Once more the dollar bulls have failed to grasp any sustainable control on the market and the rally has started to unwind. Coming with the resistance at 111.00 this only goes to strengthen the barrier that is building up overhead. A negative candle was completed yesterday in the wake of the dovish FOMC minutes and the decline has continued into today’s early move. The hourly chart shows support at 110.20 was breached overnight and now the pivot at 109.80 is creaking under the pressure. Hourly momentum has flipped negative and now looks to be a market that is choppy at best but if the RSI begins to fail around 50 then the bears could be taking control again. This would be seen on a move back below 109.40 near term support which would then re-open the lows again of 108.73. The previous near term support at 110.20 now becomes resistance again as the sentiment on the market has changed.

Gold

The move on gold in the past 24 hours just shows how important the outlook for the dollar is to gold. The safe haven flow has dissipated but the market has rebounded significantly as the dovish FOMC hit the dollar into the close last night and the move has continued today. Technically, the support of the five week uptrend has remained intact and the momentum indicators which were threatening to post corrective signals have hung on to their positive configurations. A strong bull candle closed with $11 of gains towards the high of the session and leaves a candle that could now propel the market to the $1296 highs. First resistance to be negotiated is the $1291.90 high from last week.
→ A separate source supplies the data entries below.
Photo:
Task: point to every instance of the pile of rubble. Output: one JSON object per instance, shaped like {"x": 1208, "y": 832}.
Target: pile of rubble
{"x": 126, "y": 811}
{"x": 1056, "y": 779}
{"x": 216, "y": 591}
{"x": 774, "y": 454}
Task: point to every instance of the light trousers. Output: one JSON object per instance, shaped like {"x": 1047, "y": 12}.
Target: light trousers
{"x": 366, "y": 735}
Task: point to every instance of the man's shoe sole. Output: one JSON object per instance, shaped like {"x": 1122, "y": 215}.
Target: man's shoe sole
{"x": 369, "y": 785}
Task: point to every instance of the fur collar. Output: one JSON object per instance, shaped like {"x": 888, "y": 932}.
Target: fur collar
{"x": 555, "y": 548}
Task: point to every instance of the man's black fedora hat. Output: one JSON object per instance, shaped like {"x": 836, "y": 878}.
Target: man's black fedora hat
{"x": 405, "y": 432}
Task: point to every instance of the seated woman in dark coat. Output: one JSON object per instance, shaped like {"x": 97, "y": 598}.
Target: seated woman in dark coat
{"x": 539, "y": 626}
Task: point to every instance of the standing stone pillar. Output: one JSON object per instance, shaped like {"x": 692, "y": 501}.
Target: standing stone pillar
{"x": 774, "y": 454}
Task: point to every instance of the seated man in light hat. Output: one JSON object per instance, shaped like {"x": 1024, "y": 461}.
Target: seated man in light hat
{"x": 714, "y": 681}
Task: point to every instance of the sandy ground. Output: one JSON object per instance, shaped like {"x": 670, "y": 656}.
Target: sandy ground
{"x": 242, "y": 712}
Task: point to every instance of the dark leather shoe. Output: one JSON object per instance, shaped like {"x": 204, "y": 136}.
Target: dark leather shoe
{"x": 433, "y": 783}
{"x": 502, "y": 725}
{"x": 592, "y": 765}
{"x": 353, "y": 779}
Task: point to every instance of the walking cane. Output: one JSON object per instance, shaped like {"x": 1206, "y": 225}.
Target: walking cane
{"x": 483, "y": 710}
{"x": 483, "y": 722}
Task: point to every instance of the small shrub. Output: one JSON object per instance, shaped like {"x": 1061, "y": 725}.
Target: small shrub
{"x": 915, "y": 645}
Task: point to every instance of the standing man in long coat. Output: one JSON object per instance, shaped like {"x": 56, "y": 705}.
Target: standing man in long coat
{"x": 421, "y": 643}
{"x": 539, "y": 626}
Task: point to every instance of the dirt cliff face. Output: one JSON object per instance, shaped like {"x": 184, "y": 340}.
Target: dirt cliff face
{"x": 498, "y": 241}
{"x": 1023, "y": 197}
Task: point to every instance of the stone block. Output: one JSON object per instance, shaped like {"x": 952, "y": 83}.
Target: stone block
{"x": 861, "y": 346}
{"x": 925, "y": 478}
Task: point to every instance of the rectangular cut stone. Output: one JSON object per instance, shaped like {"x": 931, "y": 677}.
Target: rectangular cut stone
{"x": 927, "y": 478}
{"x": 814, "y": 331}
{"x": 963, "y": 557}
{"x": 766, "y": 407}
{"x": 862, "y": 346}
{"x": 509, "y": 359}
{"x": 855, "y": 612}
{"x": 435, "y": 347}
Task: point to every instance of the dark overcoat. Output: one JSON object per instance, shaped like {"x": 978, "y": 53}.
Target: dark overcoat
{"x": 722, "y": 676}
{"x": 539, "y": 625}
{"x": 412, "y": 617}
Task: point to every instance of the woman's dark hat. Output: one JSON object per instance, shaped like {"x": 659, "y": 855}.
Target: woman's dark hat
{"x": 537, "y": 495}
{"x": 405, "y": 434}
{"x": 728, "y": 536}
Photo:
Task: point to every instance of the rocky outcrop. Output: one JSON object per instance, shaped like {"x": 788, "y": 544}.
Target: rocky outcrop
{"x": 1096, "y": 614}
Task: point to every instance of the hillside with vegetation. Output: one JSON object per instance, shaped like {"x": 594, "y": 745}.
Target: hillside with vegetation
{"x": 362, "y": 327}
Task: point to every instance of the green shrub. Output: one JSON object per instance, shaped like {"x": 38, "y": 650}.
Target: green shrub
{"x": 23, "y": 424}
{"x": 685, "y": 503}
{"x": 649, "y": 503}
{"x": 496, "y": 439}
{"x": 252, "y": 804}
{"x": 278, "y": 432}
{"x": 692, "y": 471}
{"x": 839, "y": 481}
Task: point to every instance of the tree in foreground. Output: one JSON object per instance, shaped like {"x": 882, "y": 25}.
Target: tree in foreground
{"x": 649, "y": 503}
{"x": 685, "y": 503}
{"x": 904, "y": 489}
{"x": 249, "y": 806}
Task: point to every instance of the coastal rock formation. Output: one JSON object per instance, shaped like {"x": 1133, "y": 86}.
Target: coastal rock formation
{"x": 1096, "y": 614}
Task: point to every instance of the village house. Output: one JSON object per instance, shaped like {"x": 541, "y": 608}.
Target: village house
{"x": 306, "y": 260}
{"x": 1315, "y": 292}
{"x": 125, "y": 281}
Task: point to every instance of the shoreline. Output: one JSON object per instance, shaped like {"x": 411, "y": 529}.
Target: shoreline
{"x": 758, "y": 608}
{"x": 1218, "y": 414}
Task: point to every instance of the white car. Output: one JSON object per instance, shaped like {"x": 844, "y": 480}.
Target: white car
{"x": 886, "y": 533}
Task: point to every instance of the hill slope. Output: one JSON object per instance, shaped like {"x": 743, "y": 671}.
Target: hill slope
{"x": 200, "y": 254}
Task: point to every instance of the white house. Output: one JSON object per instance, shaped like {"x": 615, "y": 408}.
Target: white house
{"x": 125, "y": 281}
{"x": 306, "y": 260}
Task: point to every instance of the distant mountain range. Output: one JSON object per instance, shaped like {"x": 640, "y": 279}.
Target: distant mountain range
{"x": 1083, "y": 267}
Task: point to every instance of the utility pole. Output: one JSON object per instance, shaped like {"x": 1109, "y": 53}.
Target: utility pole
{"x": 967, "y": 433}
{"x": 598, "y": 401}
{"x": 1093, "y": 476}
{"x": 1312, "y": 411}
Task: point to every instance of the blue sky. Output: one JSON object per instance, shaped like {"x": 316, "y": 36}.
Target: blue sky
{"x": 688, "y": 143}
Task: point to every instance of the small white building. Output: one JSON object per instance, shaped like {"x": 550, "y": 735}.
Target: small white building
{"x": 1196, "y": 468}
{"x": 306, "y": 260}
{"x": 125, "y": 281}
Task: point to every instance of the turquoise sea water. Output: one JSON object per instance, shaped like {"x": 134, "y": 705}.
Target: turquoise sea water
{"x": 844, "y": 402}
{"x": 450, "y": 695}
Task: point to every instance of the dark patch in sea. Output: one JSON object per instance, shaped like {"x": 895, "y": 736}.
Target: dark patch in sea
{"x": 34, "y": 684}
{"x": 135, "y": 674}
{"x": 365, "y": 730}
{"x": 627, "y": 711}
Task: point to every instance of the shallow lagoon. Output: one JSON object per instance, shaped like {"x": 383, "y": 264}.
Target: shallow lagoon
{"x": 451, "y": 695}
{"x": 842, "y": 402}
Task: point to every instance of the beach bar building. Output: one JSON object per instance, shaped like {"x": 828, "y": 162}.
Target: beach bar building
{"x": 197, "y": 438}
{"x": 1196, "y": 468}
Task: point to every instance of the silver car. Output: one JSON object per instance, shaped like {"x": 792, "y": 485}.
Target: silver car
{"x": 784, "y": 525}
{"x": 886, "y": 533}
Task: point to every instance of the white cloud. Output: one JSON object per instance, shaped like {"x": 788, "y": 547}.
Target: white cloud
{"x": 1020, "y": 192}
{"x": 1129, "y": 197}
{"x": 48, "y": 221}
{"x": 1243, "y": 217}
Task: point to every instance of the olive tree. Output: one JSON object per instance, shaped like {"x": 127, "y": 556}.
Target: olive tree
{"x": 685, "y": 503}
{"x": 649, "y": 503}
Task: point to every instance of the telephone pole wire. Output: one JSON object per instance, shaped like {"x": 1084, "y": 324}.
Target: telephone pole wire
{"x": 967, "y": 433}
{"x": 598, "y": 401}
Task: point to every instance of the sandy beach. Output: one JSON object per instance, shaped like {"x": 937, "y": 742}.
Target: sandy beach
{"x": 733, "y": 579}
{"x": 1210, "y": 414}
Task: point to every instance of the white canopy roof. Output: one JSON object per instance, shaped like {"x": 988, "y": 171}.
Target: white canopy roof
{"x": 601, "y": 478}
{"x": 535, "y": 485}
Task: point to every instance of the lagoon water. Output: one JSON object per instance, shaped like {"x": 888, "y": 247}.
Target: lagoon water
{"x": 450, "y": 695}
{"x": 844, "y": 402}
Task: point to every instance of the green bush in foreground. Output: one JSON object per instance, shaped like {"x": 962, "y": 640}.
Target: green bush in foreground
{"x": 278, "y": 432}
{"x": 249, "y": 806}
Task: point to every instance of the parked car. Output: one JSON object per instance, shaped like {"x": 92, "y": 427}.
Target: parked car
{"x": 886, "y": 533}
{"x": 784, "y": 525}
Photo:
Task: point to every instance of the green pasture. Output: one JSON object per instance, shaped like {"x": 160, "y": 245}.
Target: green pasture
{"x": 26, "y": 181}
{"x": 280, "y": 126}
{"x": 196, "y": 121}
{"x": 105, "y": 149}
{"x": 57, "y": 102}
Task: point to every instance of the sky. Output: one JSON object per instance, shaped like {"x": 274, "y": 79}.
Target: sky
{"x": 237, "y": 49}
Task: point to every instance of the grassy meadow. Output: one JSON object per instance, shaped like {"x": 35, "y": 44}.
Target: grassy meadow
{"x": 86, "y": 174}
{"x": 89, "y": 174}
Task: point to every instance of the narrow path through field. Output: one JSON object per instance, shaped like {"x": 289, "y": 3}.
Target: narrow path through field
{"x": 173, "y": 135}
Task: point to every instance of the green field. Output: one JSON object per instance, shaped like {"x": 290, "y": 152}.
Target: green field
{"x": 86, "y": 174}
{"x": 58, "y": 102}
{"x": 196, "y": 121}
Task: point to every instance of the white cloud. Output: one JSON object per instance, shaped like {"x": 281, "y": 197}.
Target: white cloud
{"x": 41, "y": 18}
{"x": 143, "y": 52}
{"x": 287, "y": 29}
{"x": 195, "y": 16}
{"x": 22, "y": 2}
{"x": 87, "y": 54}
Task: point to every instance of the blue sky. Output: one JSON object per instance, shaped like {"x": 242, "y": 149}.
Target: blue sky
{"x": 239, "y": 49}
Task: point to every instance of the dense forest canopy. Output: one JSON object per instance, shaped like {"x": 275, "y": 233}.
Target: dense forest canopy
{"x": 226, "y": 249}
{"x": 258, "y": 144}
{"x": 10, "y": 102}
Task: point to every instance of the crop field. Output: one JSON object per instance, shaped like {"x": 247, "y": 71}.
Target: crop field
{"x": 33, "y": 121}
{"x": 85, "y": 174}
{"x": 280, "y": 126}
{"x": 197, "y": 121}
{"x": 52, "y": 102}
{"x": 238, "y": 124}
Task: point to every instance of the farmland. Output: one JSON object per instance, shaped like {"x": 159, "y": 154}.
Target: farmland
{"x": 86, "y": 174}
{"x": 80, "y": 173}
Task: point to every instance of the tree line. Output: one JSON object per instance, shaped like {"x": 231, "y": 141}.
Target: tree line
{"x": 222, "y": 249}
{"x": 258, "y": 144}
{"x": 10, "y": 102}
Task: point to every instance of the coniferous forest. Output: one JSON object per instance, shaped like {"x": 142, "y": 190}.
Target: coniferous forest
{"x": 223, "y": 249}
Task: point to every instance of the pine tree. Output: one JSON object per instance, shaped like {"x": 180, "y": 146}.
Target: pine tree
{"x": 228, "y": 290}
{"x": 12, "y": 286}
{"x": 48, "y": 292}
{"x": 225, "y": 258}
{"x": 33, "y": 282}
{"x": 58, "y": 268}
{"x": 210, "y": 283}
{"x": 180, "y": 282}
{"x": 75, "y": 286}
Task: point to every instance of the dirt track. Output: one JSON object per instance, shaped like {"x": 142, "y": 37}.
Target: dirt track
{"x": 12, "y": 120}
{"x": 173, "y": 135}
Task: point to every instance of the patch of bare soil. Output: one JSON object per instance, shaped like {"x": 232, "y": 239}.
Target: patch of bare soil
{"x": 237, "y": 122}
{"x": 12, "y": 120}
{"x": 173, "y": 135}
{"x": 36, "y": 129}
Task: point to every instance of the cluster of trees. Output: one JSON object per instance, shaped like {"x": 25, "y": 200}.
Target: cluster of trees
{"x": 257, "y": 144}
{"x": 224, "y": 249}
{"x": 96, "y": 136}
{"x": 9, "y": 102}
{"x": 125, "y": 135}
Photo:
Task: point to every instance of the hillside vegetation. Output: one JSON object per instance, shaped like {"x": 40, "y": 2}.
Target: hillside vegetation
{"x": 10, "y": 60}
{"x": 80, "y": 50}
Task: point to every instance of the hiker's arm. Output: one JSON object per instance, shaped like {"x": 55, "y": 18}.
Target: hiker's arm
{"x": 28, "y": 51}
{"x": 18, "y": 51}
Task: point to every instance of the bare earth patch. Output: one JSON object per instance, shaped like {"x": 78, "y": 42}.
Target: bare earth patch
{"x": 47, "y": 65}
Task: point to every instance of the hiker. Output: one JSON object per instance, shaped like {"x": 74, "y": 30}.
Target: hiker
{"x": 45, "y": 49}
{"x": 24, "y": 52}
It will be interesting to see if the bulls can follow through on this one as the trend in place will give some confidence. However I remain an advocate that this is a medium term range play and the rally will begin to fail around $1300. The hourly chart shows a band of support $1274/$1281 and a move back below $1274 would be a signal that the bulls are losing their way again.

WTI Oil

Even though crude oil stocks had a larger than expected drawdown, the mixed EIA oil inventories ended up being a drag on the price and another negative candle was formed. This confirms the breakdown of an 8 week uptrend but also closing below $47.00 is a key development too. This $47.00 level has been a key medium term pivot and also the 50% Fibonacci of the $52.00/$42.05 sell-off. Along with the increasingly corrective momentum indicators, this confirms that rallies are now a chance to sell. The next reaction low at $45.40 is now open. Initial resistance is at yesterday’s high at $48.00 meaning between $47/$48 is now a near term “sell zone”.

Dow Jones Industrial Average

After an uncertain previous session the Dow continued its move higher yesterday but once more under the guise of a rather uncertain bulls rebound. Although there is a succession of higher lows and higher highs over the past few sessions, the market closed towards the low of the session and momentum is not decisively positive. Daily momentum indicators are moving sideways with this rebound rather than confirming with a rise. This leads to a cautious buy strategy. Yesterday’s high at 22,086 has added importance as if the bulls begin to fail to post higher highs then once more the bulls could begin to question the rebound. Despite this though, there is a suggestion that with the market above 22,000 again it is preparing to move back to test the all-time high of 22,179 again. The hourly chart shows support now in place between 21,971/22,039.